Vous n’êtes toujours pas convaincus ? Les détracteurs du mouvement ciclovía pourraient bien être conquis en observant les bienfaits découlant de l’activité physique pratiquée par les masses, tant en termes de santé publique et que du point de vue social.

Des recherches universitaires ont démontré que les ciclovías fournissent des retours sur investissements positifs, les bénéfices de santé résultant de l’augmentation d’activité l’emportant de loin sur les coûts de mise en application.

Une autre étude a révélé que les personnes qui prennent part aux ciclovías non seulement satisfont les recommandations en matière d’activité physique mais ont aussi des « niveaux plus élevés de capital social », qui est défini comme un « ensemble de ressources liées à la possession d’un réseau, à la maîtrise de normes et à la confiance sociale qui facilite la coordination et la coopération pour le bénéfice mutuel des parties. » Et, comme une autre recherche l’a démontré : « la perception d’un capital social élevé est associée au bien-être et à la santé perçue » comme on voit sur les visages de ces jeunes femmes à Jakarta, à l’occasion d’une des journées sans voiture organisées dans la capitale indonésienne.

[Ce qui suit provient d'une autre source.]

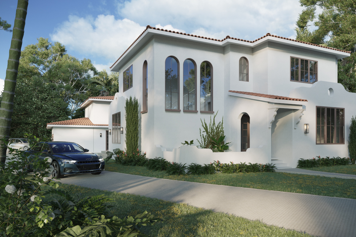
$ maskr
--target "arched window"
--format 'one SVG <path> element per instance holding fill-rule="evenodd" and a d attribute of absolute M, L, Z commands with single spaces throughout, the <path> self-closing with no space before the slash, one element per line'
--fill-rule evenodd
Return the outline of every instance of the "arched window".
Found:
<path fill-rule="evenodd" d="M 147 98 L 148 84 L 147 80 L 147 61 L 145 61 L 142 69 L 142 112 L 141 113 L 147 112 L 148 108 Z"/>
<path fill-rule="evenodd" d="M 166 110 L 180 111 L 179 109 L 179 63 L 173 57 L 166 59 Z"/>
<path fill-rule="evenodd" d="M 240 59 L 239 80 L 248 81 L 248 61 L 245 57 Z"/>
<path fill-rule="evenodd" d="M 213 70 L 209 63 L 204 61 L 200 64 L 200 112 L 213 111 Z"/>
<path fill-rule="evenodd" d="M 183 111 L 198 112 L 195 103 L 195 64 L 186 59 L 183 64 Z"/>
<path fill-rule="evenodd" d="M 241 151 L 250 148 L 250 116 L 245 114 L 241 117 Z"/>

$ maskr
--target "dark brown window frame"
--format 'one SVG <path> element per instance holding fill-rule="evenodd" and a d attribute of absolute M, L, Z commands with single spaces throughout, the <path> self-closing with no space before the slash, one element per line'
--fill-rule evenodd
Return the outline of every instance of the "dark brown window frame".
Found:
<path fill-rule="evenodd" d="M 241 59 L 242 59 L 243 58 L 245 59 L 246 59 L 246 61 L 247 61 L 247 76 L 246 77 L 247 77 L 247 81 L 242 81 L 242 80 L 240 80 L 240 74 L 243 73 L 242 72 L 240 71 L 240 60 L 241 60 Z M 249 77 L 248 76 L 249 75 L 249 69 L 250 69 L 250 62 L 248 61 L 248 60 L 247 59 L 247 58 L 246 58 L 246 57 L 241 57 L 241 58 L 240 58 L 240 59 L 239 60 L 239 81 L 245 81 L 246 82 L 248 82 L 249 80 Z"/>
<path fill-rule="evenodd" d="M 124 71 L 124 73 L 122 73 L 122 83 L 123 84 L 122 88 L 124 90 L 124 92 L 126 91 L 131 88 L 134 85 L 134 68 L 132 65 L 133 64 L 131 64 L 131 66 L 129 67 L 127 69 Z M 131 73 L 130 73 L 130 69 L 131 71 Z M 129 80 L 128 83 L 129 87 L 127 87 L 128 85 L 127 83 L 128 71 L 129 75 L 131 75 L 131 80 L 130 80 L 130 77 L 128 78 Z M 126 72 L 126 73 L 125 73 L 125 72 Z"/>
<path fill-rule="evenodd" d="M 165 73 L 165 76 L 164 76 L 164 87 L 165 87 L 165 88 L 164 88 L 164 95 L 164 95 L 164 97 L 166 97 L 166 95 L 166 95 L 166 92 L 167 92 L 166 91 L 166 88 L 165 88 L 165 87 L 166 87 L 166 75 L 165 75 L 165 73 L 166 73 L 166 61 L 167 60 L 167 58 L 169 58 L 169 57 L 173 58 L 174 59 L 176 60 L 176 61 L 177 61 L 177 74 L 178 74 L 178 75 L 177 75 L 177 76 L 178 77 L 178 101 L 177 102 L 177 103 L 178 103 L 178 106 L 177 106 L 178 107 L 178 109 L 166 109 L 166 99 L 165 99 L 165 98 L 164 101 L 164 111 L 171 111 L 171 112 L 180 112 L 180 110 L 179 109 L 179 108 L 180 108 L 180 103 L 179 103 L 179 101 L 180 100 L 180 71 L 179 71 L 179 69 L 180 69 L 179 66 L 180 66 L 180 65 L 179 65 L 179 60 L 178 60 L 178 59 L 177 59 L 176 57 L 175 57 L 174 56 L 172 55 L 171 55 L 170 56 L 169 56 L 168 57 L 167 57 L 167 58 L 166 58 L 166 59 L 164 60 L 164 73 Z M 171 95 L 171 98 L 172 98 L 172 95 Z M 171 101 L 172 101 L 171 100 Z"/>
<path fill-rule="evenodd" d="M 214 83 L 213 82 L 214 82 L 214 76 L 213 76 L 213 65 L 211 64 L 211 63 L 210 63 L 210 62 L 209 62 L 208 61 L 207 61 L 206 60 L 205 60 L 205 61 L 203 61 L 201 62 L 201 63 L 200 63 L 200 65 L 201 65 L 202 63 L 204 63 L 205 62 L 206 62 L 206 63 L 208 63 L 209 64 L 209 65 L 210 66 L 210 77 L 211 77 L 210 80 L 211 80 L 211 82 L 210 82 L 210 84 L 211 84 L 211 85 L 210 85 L 210 87 L 211 87 L 211 89 L 210 89 L 211 92 L 210 92 L 210 93 L 211 93 L 211 111 L 202 111 L 202 110 L 201 110 L 201 108 L 200 107 L 200 105 L 200 105 L 200 86 L 201 86 L 200 83 L 200 72 L 200 72 L 200 65 L 199 65 L 199 109 L 200 109 L 200 113 L 208 113 L 208 114 L 213 114 L 213 113 L 214 113 L 214 108 L 213 108 L 214 107 L 213 107 L 213 102 L 214 102 L 214 94 L 213 93 L 213 85 L 214 84 Z"/>
<path fill-rule="evenodd" d="M 194 86 L 195 87 L 195 90 L 194 90 L 194 91 L 195 91 L 195 95 L 194 95 L 194 97 L 195 97 L 194 98 L 195 98 L 195 103 L 194 103 L 195 104 L 195 107 L 194 108 L 194 110 L 186 110 L 185 109 L 183 109 L 183 112 L 189 112 L 189 113 L 198 113 L 198 111 L 197 109 L 197 69 L 198 68 L 198 67 L 197 66 L 197 64 L 195 63 L 195 61 L 194 61 L 194 60 L 193 60 L 191 58 L 187 58 L 187 59 L 185 59 L 185 60 L 184 60 L 184 61 L 183 62 L 183 84 L 184 84 L 184 62 L 185 61 L 185 60 L 190 60 L 190 61 L 191 61 L 192 62 L 193 62 L 193 64 L 194 64 L 194 66 L 195 67 L 195 69 L 194 69 L 195 75 L 194 75 L 194 76 L 195 77 L 195 79 L 194 79 L 195 80 L 194 80 Z M 189 93 L 188 93 L 188 96 L 189 96 Z M 184 98 L 184 90 L 183 90 L 183 98 Z M 200 101 L 199 100 L 199 101 Z M 184 108 L 184 104 L 183 104 L 183 108 Z"/>
<path fill-rule="evenodd" d="M 120 133 L 121 112 L 113 114 L 111 115 L 111 140 L 112 143 L 121 143 L 121 135 Z"/>
<path fill-rule="evenodd" d="M 141 114 L 144 114 L 148 112 L 148 105 L 147 103 L 147 97 L 148 95 L 148 64 L 147 61 L 145 60 L 143 62 L 143 65 L 142 68 L 142 109 Z M 145 90 L 146 89 L 146 90 Z"/>
<path fill-rule="evenodd" d="M 317 138 L 317 135 L 318 135 L 318 130 L 317 130 L 318 120 L 317 120 L 317 114 L 318 114 L 318 108 L 325 108 L 325 118 L 324 118 L 324 119 L 325 119 L 325 122 L 324 122 L 324 124 L 325 124 L 325 125 L 323 125 L 323 126 L 325 126 L 325 128 L 324 129 L 324 143 L 318 143 L 318 140 L 317 140 L 318 138 Z M 335 127 L 335 128 L 334 128 L 334 140 L 335 141 L 336 141 L 336 133 L 335 132 L 335 130 L 336 130 L 335 129 L 336 129 L 336 110 L 337 109 L 343 109 L 344 110 L 344 119 L 343 119 L 344 123 L 343 123 L 343 126 L 342 126 L 344 128 L 344 132 L 343 133 L 343 134 L 342 134 L 343 135 L 343 138 L 344 139 L 344 142 L 342 142 L 342 143 L 336 143 L 335 142 L 335 143 L 328 143 L 325 142 L 327 140 L 326 133 L 327 132 L 327 129 L 326 129 L 326 126 L 328 126 L 326 125 L 327 124 L 327 123 L 327 123 L 327 122 L 326 122 L 326 113 L 327 113 L 327 112 L 326 112 L 326 109 L 328 109 L 328 108 L 329 108 L 329 109 L 330 108 L 331 108 L 331 109 L 335 109 L 335 115 L 334 115 L 335 117 L 334 117 L 334 121 L 335 121 L 335 125 L 334 125 L 334 126 Z M 337 107 L 326 107 L 326 106 L 316 106 L 316 108 L 315 108 L 315 144 L 316 144 L 317 145 L 342 145 L 342 144 L 345 144 L 345 108 L 337 108 Z"/>
<path fill-rule="evenodd" d="M 297 58 L 297 59 L 298 59 L 299 61 L 299 68 L 298 69 L 298 70 L 299 71 L 299 73 L 298 74 L 298 81 L 296 81 L 295 80 L 292 80 L 292 68 L 290 68 L 290 62 L 292 61 L 292 58 Z M 300 81 L 300 59 L 303 59 L 303 60 L 308 60 L 308 61 L 312 61 L 313 62 L 316 62 L 316 81 L 314 81 L 314 82 L 309 82 L 309 79 L 310 79 L 310 68 L 309 66 L 309 65 L 310 63 L 308 63 L 308 82 L 307 82 L 306 81 Z M 301 82 L 301 83 L 307 83 L 308 84 L 314 84 L 314 82 L 316 82 L 317 81 L 318 81 L 318 76 L 319 75 L 319 72 L 318 71 L 318 68 L 319 68 L 319 65 L 318 65 L 319 64 L 319 63 L 318 63 L 318 61 L 315 60 L 311 60 L 310 59 L 305 59 L 305 58 L 298 58 L 298 57 L 294 57 L 294 56 L 290 56 L 290 58 L 289 58 L 289 81 L 294 81 L 294 82 Z"/>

Selon l’Organisation mondiale de la Santé (OMS), l’« urbanisation sauvage galopante » est l’un des plus importants facteurs ayant un effet sur la santé mondiale. Une étude menée aux Etats-Unis a révélé que les zones regroupant des personnes à faible revenu et des minorités ethniques sont moins susceptibles d’avoir accès à des infrastructures de loisirs où elles peuvent se livrer à une activité physique gratuite. Des programmes comme les ciclovías offrent la possibilité de combler ce manque d’accès : selon une étude réalisée à San Francisco, les personnes participant aux ciclovías représentent les minorités ethniques de la ville, tandis que d’autres chercheurs suggèrent que les participants de Bogota sont issus de groupes à faible et moyen revenu, dans des proportions représentatives de la structure sociale de la ville.

Des systèmes de santé sous pression

Le vieillissement progressif de la population, résultant de l’allongement de la durée de vie et associé à la baisse du taux de fertilité, présente un certain nombre de défis financiers aux gouvernements, en particulier pour leur système de santé.

Cette évolution démographique entraîne un changement des principales causes de maladie et de décès. Les maladies chroniques et dégénératives (en particulier la maladie cardiaque coronarienne, le diabète, l’hypertension, le cancer du côlon, le cancer du sein et la dépression) sont en hausse partout dans le monde, indépendamment du niveau de revenu.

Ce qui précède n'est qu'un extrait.